Rednecks

Posted Mar 5th, 2006 at 6:28 pm in Birding

I went birding with my wife yesterday, and we made the short drive up to a remote area in Coke County, Texas. There are a couple of loops that take you through ghost towns and have extensive rangeland along the road. In most places, there’s not even fences, and this is one of the reasons the birding’s so good — you can walk into the habitat a bit if you see or hear something worth checking up on.

So there we were, walking along the road when a gargantuan white pickup truck drove up and approached up. I expected the worse but hoped for the best. He was a young guy about my age, with a huge cowboy hat and a handle bar mustache.

Me: Good morning!

Him: What are yall doing out here.

[I disliked him immediately.]

Me: Oh, we’re just looking for birds, out enjoying this beautiful day.

[He looks away from us, off towards the horizon. Apparently it was so difficult for him to talk with pot-smoking, tree-hunging hippies that he couln't look us in the eye...]

Him: This is private property out here… Be sure you don’t leave the road.

Me: This is a public road. Thanks for saying hi.

He drove off and I stayed mad for about 10 minutes before enjoying the rest of the glorious morning. It’s not the first time this has happened to me either. A few years ago, out near Delta, Colorado, south of Grand Junction (far southwest corner of Colorado) looking for Sage Sparrow on county roads, I had a guy drive up and share his love for private property rights, only this time with dozens of F words per sentence. He was a much scarier redneck too. Everything from the trailer with a dozen non-working cars that he drove up from, to the multiple guns visible in the car, to the wife that stared at the floorboard the entire time and never made eye contact with us — like a dog that’s been beaten (I’m sure she had) — told us that this guy just wasn’t to be argued with.

I just don’t understand my culture sometimes. We pride ourselves on friendliness, but there are some that clearly extend this friendliness only as far as others are like them. We all sing songs at church extolling the beauty of nature, but those that would actually enjoy it are looked at suspiciously. There is a very strong pioneer sentiment that’s hung around 100 years too long. Nature is something to be distrusted, something to be abused and conquered.

In fairness, not everyone has this problem. We had multiple people wave and say hi that morning. One guy (in another gargantuan white pickup truck) drove up to see what we were doing, but once he found out was very friendly and asked about the birds we’d seen.

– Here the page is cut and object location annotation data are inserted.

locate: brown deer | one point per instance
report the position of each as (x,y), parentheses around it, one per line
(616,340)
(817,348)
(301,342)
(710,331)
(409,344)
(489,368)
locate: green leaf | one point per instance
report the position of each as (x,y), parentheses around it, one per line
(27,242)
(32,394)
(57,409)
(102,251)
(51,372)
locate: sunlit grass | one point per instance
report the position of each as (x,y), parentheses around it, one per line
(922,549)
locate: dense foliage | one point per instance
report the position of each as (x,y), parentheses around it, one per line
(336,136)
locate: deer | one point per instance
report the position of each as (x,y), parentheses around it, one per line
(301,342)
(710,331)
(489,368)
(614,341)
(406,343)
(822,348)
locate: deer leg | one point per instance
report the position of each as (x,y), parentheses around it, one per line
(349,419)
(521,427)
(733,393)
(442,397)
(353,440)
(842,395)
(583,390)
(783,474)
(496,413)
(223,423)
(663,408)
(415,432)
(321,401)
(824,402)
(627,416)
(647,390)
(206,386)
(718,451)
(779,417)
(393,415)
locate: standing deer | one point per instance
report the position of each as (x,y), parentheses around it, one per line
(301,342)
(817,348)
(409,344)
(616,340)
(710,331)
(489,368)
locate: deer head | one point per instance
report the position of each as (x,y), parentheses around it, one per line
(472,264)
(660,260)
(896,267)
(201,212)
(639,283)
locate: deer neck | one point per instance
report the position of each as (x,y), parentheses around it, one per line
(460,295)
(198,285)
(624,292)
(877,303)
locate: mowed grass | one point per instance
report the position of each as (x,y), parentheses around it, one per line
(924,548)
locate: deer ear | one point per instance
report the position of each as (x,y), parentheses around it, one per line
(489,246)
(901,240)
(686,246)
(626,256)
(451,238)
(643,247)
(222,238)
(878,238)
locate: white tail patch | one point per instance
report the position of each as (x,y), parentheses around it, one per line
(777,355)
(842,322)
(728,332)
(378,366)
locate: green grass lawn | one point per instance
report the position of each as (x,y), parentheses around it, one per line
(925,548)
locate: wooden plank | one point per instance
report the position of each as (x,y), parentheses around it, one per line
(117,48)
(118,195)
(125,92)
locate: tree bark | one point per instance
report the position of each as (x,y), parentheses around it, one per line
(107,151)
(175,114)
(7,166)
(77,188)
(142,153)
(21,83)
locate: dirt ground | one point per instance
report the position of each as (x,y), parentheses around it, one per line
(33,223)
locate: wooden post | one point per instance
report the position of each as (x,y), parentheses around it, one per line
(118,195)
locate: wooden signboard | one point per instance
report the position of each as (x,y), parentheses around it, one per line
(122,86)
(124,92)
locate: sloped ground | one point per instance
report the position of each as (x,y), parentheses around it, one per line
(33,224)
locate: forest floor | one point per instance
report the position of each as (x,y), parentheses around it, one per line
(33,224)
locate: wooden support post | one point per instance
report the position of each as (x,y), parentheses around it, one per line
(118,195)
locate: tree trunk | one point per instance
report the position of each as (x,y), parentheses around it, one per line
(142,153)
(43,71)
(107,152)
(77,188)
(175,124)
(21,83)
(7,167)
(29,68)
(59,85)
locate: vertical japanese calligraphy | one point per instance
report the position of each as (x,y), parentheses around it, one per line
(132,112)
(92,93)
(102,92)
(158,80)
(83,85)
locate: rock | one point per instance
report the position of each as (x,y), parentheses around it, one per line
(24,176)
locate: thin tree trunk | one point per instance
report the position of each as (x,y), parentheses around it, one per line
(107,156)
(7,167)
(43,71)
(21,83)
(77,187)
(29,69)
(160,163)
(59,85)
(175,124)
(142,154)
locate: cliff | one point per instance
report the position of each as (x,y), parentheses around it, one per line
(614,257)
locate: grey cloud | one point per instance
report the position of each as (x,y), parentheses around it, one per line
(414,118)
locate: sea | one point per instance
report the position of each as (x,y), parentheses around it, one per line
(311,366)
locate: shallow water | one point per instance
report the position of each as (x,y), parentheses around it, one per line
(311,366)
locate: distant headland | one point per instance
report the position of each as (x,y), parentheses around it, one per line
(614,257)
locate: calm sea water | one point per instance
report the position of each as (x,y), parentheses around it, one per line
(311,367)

All’s well that ends well too. We saw what we came for — some excellent looks at Black-throated Sparrows. (Picture from the web…)

Black-throated Sparrow

A couple of winter plumaged Dunlin, not too common in west Texas, also made for a nice surprise at the end of the day.

3 Responses to “Rednecks”

  1. Norman expresses:

    Don’t feel too bad, I know how you feel. We’ve got places like that here in Malaysia. The “Folks who don like yu siti people bekos siti people are sinful like de devil. My imam saiz so!” type are aplenty here, especially in the upper north regions.

  2. *cough*

  3. There is a legendary place in the Sax-Zim bog of northern MN with a fellow so enamored of private property rights that he’s been known to point a gun at birders down the road looking into the woods.

    Yowsa! I avoided that one myself, though it would have been great story fodder–as long as the gun wasn’t loaded.